Vieillissement de la population(1), soutenabilité du système de retraite, progression du taux de risque de pauvreté, hausse des prix des logements et difficultés d’accès à la propriété pour certaines catégories sociales, accroissement de l’endettement des ménages, la liste est longue. Pourtant, le Luxembourg ne fait pas figure d’exception. De nombreux pays dits matures rencontrent déjà ces maux économiques et sociétaux, et certains d’entre eux font un usage plus soutenu du viager pour contribuer à remédier à ces problèmes. Avec plus ou moins 0,2 % de ventes de logements en viager au Luxembourg(2) par rapport au nombre total de ventes enregistrées en 2017, contre 0,7 % en Belgique et en France – la population luxembourgeoise semble peu encline à recourir au viager.
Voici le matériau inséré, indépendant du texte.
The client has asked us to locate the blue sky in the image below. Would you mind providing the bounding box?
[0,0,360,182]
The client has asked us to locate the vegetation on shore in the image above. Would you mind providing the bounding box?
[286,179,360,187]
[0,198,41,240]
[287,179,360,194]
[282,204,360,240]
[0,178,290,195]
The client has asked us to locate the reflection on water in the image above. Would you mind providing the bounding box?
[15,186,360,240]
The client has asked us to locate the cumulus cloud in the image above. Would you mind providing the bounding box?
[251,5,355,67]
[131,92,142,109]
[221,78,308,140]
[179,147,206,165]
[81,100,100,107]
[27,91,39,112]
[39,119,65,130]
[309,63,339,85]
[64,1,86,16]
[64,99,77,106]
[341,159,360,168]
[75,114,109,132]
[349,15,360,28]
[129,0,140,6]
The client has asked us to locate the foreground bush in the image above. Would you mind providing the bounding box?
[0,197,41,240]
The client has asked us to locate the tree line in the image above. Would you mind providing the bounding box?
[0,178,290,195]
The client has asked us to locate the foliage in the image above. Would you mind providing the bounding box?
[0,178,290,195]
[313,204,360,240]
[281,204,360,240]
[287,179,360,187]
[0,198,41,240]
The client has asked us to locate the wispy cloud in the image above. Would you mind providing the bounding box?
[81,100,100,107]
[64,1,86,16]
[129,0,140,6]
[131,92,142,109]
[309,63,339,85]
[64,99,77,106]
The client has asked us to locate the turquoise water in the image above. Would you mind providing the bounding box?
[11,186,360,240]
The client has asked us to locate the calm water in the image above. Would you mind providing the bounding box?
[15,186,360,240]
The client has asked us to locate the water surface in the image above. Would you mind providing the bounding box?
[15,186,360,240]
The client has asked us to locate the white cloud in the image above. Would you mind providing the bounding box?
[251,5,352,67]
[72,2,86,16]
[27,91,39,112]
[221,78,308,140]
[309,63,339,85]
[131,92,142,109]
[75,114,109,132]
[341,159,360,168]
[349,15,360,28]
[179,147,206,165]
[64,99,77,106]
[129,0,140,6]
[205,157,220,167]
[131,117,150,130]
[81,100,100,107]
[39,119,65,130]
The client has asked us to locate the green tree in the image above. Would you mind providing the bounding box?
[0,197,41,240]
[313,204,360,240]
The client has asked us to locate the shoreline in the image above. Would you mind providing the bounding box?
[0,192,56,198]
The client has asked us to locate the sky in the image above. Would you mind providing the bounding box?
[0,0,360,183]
Pour autant, l’importante épargne détenue par les particuliers sous forme d’actifs immobiliers(3), à des niveaux de prix probablement jamais aussi élevés(4), suscite un intérêt grandissant dans la pratique.

Quels sont les différents types de viager ? Quels sont leurs rouages, avantages, inconvénients et les principaux risques associés ? Et finalement, comment l’Etat ainsi que les professions financières et juridiques pourraient tirer parti du développement de sa pratique ?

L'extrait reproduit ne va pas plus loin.